Simplifying MuZero in "Mastering Atari, Go, Chess and Shogi by Planning with a Learned Model"

DeepMind’s Mastering Atari, Go, Chess and Shogi by Planning with a Learned Model was officially published today in Nature, and is a reasonably short read covering a cool direction for future reinforcement learning (RL) research.

What is the paper trying to do?

Following the incredible successes of AlphaGo and AlphaZero, this work introduces MuZero, which permits the extension of AlphaZero-like learning and performance to a new set of RL domains.

AlphaZero learned to master Go and Chess through the use of a simulator— RL agents use forward-simulation from each state in order to accurately estimate which move is the most valuable. So, from any given board state, the AlphaZero agent simulates many moves into the future, helping it to decide which move will yield the best long-term reward. Crucially, this only works if you have an accurate simulator. We can’t forward-simulate hundreds of steps for a task without a simulator.

MuZero takes a step toward removing this restriction. The agent here learns to predict environment dynamics as they relate to the agent’s success, permitting forward-simulation without actually having a simulator. This is a really cool approach, basically trying to approximate a simulator specifically for the learning agent’s performance, not for actually simulating the task. We don’t care about simulating future board states, we only care about simulating future state values, rewards, or actions.

What do they actually do?

The authors use Monte Carlo Tree Search (MCTS) to choose future actions based on their learned forward simulator, the same way that AlphaZero chose actions based on the real simulator. Using MCTS to generate hidden-state roll-outs of the task (rather than full-on simulations), MuZero then learns 3 separate functions: the policy estimator, the value estimator, and the reward estimator. Each of these 3 functions uses the same hidden state, providing the signal for MuZero to learn a useful simulation function.
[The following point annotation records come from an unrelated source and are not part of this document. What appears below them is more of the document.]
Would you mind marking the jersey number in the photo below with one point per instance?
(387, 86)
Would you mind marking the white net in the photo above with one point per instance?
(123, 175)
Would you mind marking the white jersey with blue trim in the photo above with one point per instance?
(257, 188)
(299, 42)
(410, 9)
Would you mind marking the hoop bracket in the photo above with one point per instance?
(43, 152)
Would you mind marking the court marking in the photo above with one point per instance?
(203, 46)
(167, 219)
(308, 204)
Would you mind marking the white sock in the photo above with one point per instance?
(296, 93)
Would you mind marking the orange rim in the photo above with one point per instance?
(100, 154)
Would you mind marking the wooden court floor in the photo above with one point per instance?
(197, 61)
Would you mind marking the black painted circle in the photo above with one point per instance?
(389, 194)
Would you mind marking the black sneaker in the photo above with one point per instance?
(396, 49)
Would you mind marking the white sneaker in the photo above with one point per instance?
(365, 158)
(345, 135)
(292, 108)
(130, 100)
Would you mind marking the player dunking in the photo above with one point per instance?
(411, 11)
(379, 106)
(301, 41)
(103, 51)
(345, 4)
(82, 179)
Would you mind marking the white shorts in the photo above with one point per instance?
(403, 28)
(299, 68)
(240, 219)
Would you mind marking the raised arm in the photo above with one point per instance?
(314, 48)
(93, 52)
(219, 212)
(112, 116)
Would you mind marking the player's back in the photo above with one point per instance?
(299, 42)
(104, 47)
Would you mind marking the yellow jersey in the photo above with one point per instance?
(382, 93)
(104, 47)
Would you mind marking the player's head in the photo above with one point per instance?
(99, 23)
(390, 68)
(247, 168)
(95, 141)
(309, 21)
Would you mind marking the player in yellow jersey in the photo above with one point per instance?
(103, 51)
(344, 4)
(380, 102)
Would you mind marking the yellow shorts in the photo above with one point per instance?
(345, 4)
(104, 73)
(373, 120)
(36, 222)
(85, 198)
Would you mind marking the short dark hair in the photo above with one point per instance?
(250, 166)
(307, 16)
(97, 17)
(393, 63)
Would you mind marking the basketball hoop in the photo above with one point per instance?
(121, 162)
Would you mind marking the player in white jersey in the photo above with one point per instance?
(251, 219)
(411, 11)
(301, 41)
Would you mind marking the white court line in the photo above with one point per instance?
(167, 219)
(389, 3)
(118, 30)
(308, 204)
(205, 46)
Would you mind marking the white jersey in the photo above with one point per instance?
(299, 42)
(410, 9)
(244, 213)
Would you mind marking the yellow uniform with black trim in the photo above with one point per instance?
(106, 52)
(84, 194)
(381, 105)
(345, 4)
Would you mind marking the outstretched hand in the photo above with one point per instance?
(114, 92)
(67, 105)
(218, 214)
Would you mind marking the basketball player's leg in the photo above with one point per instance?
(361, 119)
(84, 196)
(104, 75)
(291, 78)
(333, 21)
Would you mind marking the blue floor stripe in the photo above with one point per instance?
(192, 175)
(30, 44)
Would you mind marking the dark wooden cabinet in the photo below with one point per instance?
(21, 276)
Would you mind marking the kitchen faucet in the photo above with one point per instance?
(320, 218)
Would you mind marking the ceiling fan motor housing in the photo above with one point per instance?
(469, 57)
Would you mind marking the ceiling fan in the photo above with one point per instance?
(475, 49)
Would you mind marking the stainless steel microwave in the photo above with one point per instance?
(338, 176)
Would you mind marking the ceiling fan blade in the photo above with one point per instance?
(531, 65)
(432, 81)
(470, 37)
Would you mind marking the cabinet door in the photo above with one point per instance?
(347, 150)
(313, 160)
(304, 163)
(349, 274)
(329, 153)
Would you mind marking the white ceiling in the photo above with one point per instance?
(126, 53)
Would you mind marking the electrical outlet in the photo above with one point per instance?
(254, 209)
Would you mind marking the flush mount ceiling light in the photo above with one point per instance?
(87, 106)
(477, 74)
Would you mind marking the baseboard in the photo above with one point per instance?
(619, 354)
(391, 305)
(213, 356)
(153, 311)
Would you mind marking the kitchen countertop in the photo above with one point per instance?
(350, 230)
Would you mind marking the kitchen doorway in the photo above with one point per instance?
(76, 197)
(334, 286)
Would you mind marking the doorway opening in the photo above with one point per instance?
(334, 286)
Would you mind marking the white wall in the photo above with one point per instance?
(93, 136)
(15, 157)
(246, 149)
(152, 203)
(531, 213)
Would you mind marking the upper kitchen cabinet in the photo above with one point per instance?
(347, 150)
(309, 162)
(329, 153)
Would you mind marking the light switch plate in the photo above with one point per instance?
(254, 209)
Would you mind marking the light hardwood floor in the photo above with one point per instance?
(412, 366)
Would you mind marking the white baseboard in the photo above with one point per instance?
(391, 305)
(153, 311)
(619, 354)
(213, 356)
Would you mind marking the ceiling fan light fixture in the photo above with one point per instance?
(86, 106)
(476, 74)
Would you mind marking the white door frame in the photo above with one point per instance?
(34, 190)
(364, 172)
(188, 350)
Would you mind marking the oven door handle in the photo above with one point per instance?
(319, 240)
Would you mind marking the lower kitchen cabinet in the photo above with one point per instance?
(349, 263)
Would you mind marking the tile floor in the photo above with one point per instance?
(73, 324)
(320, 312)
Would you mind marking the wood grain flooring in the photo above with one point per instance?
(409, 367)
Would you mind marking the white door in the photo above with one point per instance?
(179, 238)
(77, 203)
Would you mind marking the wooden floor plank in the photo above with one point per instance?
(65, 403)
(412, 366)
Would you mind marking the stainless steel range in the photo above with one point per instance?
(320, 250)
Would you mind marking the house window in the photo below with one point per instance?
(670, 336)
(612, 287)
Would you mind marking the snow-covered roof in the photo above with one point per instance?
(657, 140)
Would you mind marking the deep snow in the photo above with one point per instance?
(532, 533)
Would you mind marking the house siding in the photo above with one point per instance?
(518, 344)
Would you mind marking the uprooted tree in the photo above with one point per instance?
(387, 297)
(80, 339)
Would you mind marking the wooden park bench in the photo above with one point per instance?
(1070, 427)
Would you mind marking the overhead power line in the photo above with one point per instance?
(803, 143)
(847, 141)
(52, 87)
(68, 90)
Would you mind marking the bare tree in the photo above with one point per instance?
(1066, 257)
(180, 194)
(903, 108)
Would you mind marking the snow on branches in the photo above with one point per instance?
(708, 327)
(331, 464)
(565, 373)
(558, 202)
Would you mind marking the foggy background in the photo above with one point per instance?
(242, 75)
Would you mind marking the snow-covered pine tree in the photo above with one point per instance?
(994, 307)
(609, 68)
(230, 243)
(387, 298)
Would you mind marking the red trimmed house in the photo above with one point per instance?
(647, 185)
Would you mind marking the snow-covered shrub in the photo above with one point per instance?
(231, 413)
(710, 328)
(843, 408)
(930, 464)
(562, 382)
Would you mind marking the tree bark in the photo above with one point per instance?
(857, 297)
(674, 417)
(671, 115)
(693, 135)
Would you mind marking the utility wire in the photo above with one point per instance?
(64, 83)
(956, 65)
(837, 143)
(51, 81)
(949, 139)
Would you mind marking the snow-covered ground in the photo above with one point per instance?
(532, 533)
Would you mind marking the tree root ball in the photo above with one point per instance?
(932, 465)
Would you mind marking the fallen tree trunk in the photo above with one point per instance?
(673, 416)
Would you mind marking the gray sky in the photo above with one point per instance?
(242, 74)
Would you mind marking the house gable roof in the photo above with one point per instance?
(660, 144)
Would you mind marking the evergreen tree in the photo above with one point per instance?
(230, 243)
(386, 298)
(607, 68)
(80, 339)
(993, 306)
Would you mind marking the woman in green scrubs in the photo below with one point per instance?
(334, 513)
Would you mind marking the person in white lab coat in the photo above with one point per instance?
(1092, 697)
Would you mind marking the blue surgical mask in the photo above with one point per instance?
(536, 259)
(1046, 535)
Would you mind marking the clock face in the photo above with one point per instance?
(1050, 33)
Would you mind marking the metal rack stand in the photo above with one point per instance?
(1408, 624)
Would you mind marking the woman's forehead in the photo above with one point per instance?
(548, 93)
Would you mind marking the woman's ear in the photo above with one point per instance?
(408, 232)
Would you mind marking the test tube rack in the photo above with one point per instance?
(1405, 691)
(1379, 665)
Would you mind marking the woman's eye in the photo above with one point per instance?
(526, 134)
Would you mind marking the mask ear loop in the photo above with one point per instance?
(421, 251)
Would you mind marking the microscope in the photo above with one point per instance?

The policy estimator predicts which action should be taken for a given simulator step, the value function predicts the discounted reward (or value) back to a given simulator step, and the reward function predicts the reward value for a simulator step. Taken together, these three estimators provide all of the information that the MCTS actually needs to forward-simulate a game. The agent doesn’t need to know what the state actually looks like, it just needs to know which action it should take and what the estimated value and reward of the states are.

Does it work?

MuZero works impressively well, as shown in the figure below (taken from the paper). The orange line represents AlphaZero's performance for Go, Chess, and Shogi, and we can see that MuZero learns to replicate (and even exceed) AlphaZero’s performance in these domains (AlphaZero has access to a perfect simulator). In the Atari domain, the orange line is the prior state of the art, and again MuZero is able to exceed the baseline.

Orange represents AlphaZero for Go, Chess, and Shogi, and it represents the prior state of the art for Atari. In all cases, MuZero meets or exceeds the baselines, showing that MCTS with a learned, agent-specific simulator is a viable and successful …

Orange represents AlphaZero for Go, Chess, and Shogi, and it represents the prior state of the art for Atari. In all cases, MuZero meets or exceeds the baselines, showing that MCTS with a learned, agent-specific simulator is a viable and successful approach to learning high-performing policies in domains without having access to simulators. Image taken from https://arxiv.org/abs/1911.08265

What can researchers take away from this paper?

1) You don’t need perfect simulators.

MuZero is a strong example for not needing perfect simulators and for not recreating input states. It’s common to use some type of auto-encoder to pre-train a vision system in RL, or as an auxiliary loss to encourage the learning of useful embeddings. The authors in this work emphasize that pixel-perfect recreation isn’t useful to the agent, and it isn’t what we really care about. What we want is a useful policy and accurate estimates of future reward, not accurate estimates of future input states. So why not just try to optimize our hidden states and embeddings for the tasks we care about?

2) Combine planning with deep-RL

Both AlphaZero and now MuZero make a strong case for combining MCTS with more conventional deep-RL. Simply estimating actions and values is useful, but combining that with a look-ahead for longer-term planning is much more useful. Further, it seems necessary at the moment, as our agents don’t necessarily learn foresight or implicitly learn to plan on their own.

Closing Thoughts & Discussion

AlphaZero generated an incredible amount of buzz, but without access to staggering compute and accurate simulators, replicating AlphaZero hasn’t exactly been practically viable for many researchers.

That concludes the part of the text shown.